Pemerintah menilai kondisi ini perlu diantisipasi sejak dini karena berpotensi berdampak besar terhadap ketahanan air, pangan, dan lingkungan. Risiko kekeringan diperkirakan akan memberi tekanan pada sektor pertanian, sumber daya air, hingga lingkungan hidup.
Untuk itu, Kementerian PU telah merancang langkah yang terencana dan terintegrasi, termasuk optimalisasi pengelolaan tampungan air dengan sistem distribusi berbasis prioritas dan data agar pemanfaatannya lebih efisien.
Penguatan jaringan irigasi juga menjadi fokus utama guna mengurangi kehilangan air serta memastikan distribusi hingga ke lahan pertanian berjalan optimal. Selain itu, kesiapan sarana dan prasarana terus ditingkatkan agar infrastruktur dapat berfungsi maksimal saat dibutuhkan.
Penyesuaian pola tanam turut dilakukan dengan mempertimbangkan kondisi iklim dan ketersediaan air di tiap wilayah, sehingga produktivitas pertanian tetap terjaga meski menghadapi kemarau panjang.
Di sisi lain, pembangunan infrastruktur sumber daya air seperti bendungan dan jaringan irigasi terus dipercepat. Optimalisasi fungsi bangunan air juga dilakukan untuk mendukung kebutuhan masyarakat secara berkelanjutan.

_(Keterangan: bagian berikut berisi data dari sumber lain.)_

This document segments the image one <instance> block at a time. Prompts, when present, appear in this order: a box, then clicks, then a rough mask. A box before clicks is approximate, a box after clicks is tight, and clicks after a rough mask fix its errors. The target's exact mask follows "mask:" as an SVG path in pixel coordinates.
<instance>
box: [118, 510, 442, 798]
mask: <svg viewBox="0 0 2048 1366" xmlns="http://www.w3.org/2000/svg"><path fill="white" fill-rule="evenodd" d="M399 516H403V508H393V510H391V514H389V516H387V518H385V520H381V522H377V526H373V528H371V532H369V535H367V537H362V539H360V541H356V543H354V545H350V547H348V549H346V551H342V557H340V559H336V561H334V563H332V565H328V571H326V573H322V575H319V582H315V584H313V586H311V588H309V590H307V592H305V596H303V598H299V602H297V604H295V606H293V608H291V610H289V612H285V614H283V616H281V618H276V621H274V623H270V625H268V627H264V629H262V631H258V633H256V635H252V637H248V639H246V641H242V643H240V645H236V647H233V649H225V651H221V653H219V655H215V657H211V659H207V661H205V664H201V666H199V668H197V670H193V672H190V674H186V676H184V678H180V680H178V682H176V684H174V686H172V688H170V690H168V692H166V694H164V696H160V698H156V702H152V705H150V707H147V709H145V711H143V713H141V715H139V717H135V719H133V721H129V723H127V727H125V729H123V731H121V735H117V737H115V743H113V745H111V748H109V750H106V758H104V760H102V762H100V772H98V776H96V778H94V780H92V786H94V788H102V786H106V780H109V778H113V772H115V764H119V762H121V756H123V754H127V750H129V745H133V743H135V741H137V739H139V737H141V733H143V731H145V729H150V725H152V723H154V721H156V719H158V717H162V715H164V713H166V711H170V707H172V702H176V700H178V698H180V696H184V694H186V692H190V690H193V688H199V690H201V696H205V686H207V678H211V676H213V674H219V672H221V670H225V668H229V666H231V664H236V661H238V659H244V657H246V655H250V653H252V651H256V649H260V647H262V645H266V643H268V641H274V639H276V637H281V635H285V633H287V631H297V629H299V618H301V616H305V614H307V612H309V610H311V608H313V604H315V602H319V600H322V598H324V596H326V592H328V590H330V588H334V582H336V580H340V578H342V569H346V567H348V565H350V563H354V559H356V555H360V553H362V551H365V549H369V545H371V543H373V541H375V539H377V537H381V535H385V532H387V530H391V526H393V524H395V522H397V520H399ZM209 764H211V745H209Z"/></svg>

Pemerintah menegaskan bahwa mitigasi kemarau tidak dapat dilakukan secara parsial, melainkan membutuhkan kolaborasi lintas kementerian, pemerintah daerah, dan berbagai pihak terkait agar dampaknya tidak berkembang menjadi krisis.
Dengan langkah terpadu ini, pemerintah optimistis dampak kemarau panjang 2026 dapat diminimalkan, sehingga ketahanan air, pangan, dan lingkungan tetap terjaga di tengah perubahan iklim.